翌日、勝頼があんなに愛した雪姫が亡くなった。
このことは沙沙貴綱紀から直ぐに織田信長に伝えられた。
「そうか、もう少し武田とは仲良くしておきたいな。まあ、もう少しだが。」
この頃の信長は飛ぶ鳥を落とす勢いではあったが、怖い物は怖い事は分かっていた。
「先の事を考えて手をうつ。間違っていたら破棄すればいいのだ。綱紀、信玄に娘がいたな。」
「はい、10になります菊姫と、7歳の松姫です。松姫は本当に可愛らしく将来が楽しみな……」
「わかった。信忠とその松姫の縁談を進める様手配致せ。」
「え?」
綱紀の好みで松姫が選ばれた。
信玄は雪姫の訃報を聞き、
「これで織田との縁が切れたか。織田の勢い侮りがたし。上杉を抑えるのは一向宗、織田はどうする?京へも 登る勢いだ。
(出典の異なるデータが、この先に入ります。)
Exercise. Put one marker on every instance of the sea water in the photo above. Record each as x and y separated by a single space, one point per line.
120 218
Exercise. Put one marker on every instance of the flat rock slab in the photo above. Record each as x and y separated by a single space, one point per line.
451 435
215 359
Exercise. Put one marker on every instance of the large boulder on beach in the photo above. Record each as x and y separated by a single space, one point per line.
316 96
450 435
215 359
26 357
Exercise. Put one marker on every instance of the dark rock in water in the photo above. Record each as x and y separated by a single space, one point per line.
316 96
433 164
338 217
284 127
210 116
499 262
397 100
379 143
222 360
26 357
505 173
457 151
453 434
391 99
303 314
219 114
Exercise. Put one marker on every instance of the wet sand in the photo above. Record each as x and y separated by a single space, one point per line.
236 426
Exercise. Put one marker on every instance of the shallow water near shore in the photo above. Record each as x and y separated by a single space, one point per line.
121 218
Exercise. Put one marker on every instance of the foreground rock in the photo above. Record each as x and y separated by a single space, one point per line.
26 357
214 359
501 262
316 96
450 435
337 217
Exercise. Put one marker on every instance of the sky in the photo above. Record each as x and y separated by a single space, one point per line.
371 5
徳川は信長の家臣の様な者だ。うーむ。」
織田との関係をどうするか思案し、新たな婚儀を考えることにした。お菊かお松か。
どちらからともなく、雪姫亡き後の縁戚関係について話が進み、織田信忠と松姫の婚約となった。松姫は、未だ見ぬ信忠を想い恋する乙女となっていた。
「兄上、松は信忠様と婚儀を結ぶことになりました。」
「お松よ、まだそなたは若い。縁組が決まったとはいえこの戦国の世。何年も先の事はわからぬぞ。」
「兄上、松は兄上が嫌いになりました。もうお声をかけないでください。」
え、ひどい、あんまりだ。可愛い妹よ。本当の事を言っただけなのに。
嫁をなくしたばかりの俺にこの仕打ち。ちくしょう、側室作ってやる!
そうと決めた勝頼は開き直って先の事を考え始めた。
歴史ではこの婚儀はご破算となり、武田が滅んだあと八王子で尼さんになるんだっけ?千本○じゃない千人同心だっけ?
お松を幸せにする。難しいんだよこれ、天下取るより難しいんじゃね?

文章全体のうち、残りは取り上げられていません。